Lula sanciona lei que prevê uso imediato de tornozeleira para agressores de mulheres

O presidente Luiz Inácio Lula da Silva (PT) sancionou, nesta sexta-feira (10.04), a Lei nº 15.383/2026, que estabelece a possibilidade de monitoramento eletrônico imediato de agressores em casos de risco atual ou iminente à integridade física de mulheres e crianças em situação de violência doméstica.

A medida prevê que a utilização de tornozeleira eletrônica poderá ser determinada por autoridade judicial ou, em situações específicas, por delegado de polícia, com comunicação obrigatória ao Poder Judiciário no prazo de até 24 horas.

O texto também autoriza o uso de tornozeleiras eletrônicas integradas a dispositivos de segurança disponibilizados às vítimas, que deverão emitir alertas automáticos em caso de aproximação do agressor.

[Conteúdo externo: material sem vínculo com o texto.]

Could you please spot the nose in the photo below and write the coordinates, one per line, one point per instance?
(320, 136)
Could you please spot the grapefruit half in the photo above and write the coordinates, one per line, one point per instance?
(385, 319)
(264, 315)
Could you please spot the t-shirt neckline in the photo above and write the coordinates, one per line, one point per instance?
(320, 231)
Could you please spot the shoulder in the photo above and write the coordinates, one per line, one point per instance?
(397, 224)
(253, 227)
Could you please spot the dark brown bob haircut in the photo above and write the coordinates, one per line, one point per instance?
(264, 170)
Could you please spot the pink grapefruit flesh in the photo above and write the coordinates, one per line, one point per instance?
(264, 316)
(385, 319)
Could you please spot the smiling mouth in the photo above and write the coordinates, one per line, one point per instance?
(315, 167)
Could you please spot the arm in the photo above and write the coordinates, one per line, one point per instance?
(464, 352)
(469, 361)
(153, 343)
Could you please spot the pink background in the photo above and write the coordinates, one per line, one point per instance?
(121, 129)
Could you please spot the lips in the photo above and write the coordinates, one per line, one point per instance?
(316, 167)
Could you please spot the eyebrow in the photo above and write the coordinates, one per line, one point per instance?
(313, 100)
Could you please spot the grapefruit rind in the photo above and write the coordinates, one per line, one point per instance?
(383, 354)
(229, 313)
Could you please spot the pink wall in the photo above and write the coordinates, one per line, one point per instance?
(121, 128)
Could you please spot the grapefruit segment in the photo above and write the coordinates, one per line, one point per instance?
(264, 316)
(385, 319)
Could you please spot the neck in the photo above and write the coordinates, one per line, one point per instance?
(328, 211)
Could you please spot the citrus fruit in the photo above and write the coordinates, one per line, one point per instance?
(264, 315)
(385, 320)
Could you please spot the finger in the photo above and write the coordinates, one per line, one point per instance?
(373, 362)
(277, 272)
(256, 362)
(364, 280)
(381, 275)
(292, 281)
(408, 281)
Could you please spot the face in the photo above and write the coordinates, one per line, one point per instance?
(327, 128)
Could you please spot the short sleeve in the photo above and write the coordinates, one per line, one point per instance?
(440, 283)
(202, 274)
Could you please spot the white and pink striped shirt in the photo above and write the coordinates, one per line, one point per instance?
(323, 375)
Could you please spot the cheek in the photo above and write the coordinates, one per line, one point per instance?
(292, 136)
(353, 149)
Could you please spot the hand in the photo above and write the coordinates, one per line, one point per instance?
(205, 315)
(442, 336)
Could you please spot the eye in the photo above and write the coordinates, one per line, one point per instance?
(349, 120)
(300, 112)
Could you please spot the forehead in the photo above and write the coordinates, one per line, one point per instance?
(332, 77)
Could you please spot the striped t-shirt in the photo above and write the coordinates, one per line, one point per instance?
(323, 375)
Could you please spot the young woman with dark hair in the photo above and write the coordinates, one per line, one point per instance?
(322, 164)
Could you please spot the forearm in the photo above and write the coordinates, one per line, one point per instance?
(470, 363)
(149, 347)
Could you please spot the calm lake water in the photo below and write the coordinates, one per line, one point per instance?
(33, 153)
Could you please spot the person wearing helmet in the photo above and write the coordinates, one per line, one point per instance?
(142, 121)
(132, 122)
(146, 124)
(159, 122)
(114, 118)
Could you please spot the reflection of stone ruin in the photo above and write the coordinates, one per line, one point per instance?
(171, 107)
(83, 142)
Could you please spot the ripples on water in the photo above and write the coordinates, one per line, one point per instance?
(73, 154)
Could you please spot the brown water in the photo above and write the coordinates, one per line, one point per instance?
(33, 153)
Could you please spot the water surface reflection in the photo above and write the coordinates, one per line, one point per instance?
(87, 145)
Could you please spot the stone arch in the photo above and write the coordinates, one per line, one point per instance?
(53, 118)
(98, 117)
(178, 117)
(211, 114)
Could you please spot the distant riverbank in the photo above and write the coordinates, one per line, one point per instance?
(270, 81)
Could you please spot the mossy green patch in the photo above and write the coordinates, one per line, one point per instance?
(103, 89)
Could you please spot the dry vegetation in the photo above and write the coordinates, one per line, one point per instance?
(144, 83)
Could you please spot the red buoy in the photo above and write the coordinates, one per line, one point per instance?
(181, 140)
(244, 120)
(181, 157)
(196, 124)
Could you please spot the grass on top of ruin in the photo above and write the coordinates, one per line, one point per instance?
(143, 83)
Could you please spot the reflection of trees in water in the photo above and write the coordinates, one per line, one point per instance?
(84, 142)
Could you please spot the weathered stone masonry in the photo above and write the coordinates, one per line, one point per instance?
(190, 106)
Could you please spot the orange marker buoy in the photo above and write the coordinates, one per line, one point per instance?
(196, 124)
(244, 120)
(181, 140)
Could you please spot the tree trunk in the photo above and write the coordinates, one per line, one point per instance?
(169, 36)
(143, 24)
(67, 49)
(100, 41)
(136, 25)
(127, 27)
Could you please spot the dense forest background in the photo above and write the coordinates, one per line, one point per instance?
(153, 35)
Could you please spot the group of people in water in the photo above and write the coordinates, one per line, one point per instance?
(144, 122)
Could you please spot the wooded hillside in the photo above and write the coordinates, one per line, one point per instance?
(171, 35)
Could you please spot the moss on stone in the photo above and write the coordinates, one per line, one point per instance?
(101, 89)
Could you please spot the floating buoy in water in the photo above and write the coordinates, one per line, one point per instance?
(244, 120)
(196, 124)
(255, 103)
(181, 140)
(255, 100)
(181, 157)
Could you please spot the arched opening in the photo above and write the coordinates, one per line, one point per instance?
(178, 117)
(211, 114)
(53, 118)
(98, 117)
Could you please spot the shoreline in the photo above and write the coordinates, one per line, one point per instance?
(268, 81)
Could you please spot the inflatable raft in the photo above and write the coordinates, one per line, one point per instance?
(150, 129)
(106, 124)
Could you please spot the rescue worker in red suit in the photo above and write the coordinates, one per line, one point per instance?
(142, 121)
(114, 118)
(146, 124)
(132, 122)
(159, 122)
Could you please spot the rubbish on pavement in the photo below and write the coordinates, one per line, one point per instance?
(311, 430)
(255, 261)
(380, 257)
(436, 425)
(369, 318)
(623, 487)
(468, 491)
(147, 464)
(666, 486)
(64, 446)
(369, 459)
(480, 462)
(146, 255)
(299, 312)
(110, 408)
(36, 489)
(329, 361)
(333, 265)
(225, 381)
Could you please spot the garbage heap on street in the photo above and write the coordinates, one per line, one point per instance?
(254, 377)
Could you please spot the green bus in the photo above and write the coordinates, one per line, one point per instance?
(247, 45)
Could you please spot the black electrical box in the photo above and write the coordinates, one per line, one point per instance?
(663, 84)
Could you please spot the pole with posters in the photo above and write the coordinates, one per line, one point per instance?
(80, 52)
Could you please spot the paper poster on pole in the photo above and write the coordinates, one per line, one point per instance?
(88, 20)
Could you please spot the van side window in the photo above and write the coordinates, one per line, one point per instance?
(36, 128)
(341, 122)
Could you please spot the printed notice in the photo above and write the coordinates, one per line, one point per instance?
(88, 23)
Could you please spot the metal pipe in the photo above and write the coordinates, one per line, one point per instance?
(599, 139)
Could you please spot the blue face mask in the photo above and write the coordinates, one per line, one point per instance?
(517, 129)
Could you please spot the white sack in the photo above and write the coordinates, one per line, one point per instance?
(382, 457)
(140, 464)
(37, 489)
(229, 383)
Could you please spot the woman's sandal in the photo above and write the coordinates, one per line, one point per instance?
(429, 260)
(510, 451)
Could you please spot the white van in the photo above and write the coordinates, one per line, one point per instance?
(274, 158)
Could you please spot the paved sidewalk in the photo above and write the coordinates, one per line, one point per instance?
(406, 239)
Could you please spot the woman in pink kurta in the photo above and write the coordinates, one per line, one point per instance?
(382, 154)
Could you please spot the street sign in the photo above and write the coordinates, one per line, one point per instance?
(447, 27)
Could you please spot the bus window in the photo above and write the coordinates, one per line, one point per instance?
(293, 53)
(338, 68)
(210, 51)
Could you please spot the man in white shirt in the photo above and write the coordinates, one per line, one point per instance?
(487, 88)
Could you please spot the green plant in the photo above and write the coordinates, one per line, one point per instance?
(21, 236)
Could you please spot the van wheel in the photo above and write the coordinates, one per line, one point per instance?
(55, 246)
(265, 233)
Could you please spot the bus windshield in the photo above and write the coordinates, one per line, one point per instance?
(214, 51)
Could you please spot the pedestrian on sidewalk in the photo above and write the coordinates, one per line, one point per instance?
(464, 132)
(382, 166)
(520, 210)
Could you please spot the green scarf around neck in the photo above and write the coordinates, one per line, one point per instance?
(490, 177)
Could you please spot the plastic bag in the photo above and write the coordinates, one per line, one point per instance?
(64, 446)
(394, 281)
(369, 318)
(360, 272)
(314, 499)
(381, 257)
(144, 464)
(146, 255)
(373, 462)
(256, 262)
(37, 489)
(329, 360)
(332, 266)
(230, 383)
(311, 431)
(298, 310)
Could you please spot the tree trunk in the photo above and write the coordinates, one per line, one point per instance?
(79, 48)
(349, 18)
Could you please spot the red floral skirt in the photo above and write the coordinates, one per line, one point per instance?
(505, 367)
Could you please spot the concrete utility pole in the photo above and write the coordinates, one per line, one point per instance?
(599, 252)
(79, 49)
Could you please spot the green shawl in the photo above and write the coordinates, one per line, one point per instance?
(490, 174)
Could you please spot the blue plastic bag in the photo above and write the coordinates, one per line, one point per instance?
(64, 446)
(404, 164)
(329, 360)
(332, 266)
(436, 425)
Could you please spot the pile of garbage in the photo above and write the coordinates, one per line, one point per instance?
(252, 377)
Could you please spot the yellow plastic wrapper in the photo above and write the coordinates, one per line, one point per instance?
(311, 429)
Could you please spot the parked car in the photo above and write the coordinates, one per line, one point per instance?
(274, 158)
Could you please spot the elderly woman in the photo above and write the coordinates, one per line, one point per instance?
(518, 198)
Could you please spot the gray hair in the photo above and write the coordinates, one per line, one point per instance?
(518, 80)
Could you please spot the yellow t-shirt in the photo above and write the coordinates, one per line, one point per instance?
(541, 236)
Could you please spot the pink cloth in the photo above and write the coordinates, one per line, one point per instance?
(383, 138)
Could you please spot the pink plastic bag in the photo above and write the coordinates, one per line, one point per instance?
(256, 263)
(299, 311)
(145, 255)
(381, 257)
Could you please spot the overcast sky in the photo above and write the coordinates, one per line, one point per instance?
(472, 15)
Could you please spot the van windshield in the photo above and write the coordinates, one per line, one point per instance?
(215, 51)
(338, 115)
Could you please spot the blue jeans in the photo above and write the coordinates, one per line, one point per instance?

O descumprimento das áreas de restrição poderá agravar a pena aplicada.

Além disso, a lei estabelece prioridade orçamentária para a aquisição e manutenção desses equipamentos, vinculando parte dos recursos do Fundo Nacional de Segurança Pública ao enfrentamento da violência contra a mulher.

Crime de “vicaricídio” passa a ser hediondo
Outra mudança relevante está na Lei nº 15.384, que introduz o conceito de violência vicária na legislação brasileira e cria o crime de vicaricídio.